Album. Released 2008.  

BBC Review

Nice tunes, shame about the pace.

Sid Smith 2008

There’s some good news and some bad news about the new album from Steve Winwood. The sleek production, laid-back grooves, deep-vein bass lines, sinuous percussion, and instantly singable tunes that have hallmarked his output since Arc Of A Diver in 1980 are all in place here. That’s the good news. If you’d like to hear Winwood’s undoubted talent break sweat a little, then it’s also the bad news.

Since reaching the platinum lined destination of 1986’s Back In The High Life there’s a sense in which Winwood has become something of a musical sleepwalker, content to languidly wander around his AOR / MOR surroundings rather than stretch and flex his muscles.

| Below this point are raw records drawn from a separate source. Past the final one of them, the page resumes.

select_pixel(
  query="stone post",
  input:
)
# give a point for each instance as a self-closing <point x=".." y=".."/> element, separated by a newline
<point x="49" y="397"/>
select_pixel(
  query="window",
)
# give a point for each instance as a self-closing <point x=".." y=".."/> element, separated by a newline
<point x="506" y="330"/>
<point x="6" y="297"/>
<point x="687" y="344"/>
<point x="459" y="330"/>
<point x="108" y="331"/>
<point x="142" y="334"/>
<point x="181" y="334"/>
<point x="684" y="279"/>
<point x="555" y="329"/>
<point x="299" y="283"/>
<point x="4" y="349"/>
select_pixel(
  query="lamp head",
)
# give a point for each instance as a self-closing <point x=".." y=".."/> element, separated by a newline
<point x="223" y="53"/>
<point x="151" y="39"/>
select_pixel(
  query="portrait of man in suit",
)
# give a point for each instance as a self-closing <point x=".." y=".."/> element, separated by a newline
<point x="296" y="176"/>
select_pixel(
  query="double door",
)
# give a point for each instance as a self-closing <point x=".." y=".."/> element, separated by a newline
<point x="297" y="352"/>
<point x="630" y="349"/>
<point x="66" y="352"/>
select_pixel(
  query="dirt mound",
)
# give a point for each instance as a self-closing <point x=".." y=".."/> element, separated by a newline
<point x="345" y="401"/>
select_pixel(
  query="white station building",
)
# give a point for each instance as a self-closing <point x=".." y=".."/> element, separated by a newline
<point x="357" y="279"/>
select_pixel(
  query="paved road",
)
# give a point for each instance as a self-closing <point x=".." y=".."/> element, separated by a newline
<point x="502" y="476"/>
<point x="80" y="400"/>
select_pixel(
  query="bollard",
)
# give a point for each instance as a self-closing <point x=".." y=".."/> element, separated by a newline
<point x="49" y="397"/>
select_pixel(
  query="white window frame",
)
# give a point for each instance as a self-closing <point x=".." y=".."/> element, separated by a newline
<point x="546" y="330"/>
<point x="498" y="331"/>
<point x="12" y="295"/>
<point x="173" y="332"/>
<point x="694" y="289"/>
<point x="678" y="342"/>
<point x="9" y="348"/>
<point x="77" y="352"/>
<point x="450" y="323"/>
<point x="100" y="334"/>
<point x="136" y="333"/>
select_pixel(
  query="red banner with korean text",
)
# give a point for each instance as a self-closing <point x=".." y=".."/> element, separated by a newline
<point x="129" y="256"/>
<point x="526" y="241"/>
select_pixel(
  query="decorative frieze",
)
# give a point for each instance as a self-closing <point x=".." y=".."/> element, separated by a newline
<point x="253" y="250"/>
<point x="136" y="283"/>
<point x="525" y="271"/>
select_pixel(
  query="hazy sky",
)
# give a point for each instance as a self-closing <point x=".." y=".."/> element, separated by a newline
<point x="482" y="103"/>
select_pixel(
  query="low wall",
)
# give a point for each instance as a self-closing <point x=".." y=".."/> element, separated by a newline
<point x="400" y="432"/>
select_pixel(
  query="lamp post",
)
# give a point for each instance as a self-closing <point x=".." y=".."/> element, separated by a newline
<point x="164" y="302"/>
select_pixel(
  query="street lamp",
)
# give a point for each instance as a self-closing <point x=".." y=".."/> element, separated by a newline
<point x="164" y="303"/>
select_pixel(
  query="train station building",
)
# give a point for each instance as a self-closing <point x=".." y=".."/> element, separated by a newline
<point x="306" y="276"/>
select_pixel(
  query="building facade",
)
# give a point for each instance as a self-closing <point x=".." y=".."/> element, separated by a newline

Of course his voice remains his greatest asset, possessing the apparent contradiction of being ostensibly thin and slight yet able to cut to the soul with telling effect. It’s this aspect of his work that has often carried material which would otherwise be anonymous and trivial in the hands of another artist.

I’m Not Drowning, a stripped-back blues shouter, limbers up nicely; Eric Clapton’s cameo kicks up the dust on Dirty City; Raging Sea (the second of three titles with aquatic allusions) surges with infectious licks, whilst Fly has a winsome charm that’s hard to resist.

Yet too often there’s a sense in which the individual components fail to connect effectively with each other, separated in a cloying sheen of too-glossy production.

Perhaps the worst offender is Other Shore. A bedrock of bongos, supple interleaving guitar and bass, and a wash of keyboards sway prettily behind a lyric that speaks of being free and the exhilaration of life and love. At around three minutes a sax solo gets all smoochy but the backing remains conspicuously unmoved by its ardent overtures and advances. It should be moving but isn’t.

The trouble with all of this is the album as a whole is taken at the kind of velocity that makes the queue in the post office on pension day look positively racy. Whilst there’s nothing intrinsically wrong with this record one can’t help feel that like so many recent Winwood albums that it could have been so much better. Nice tunes, shame about the pace.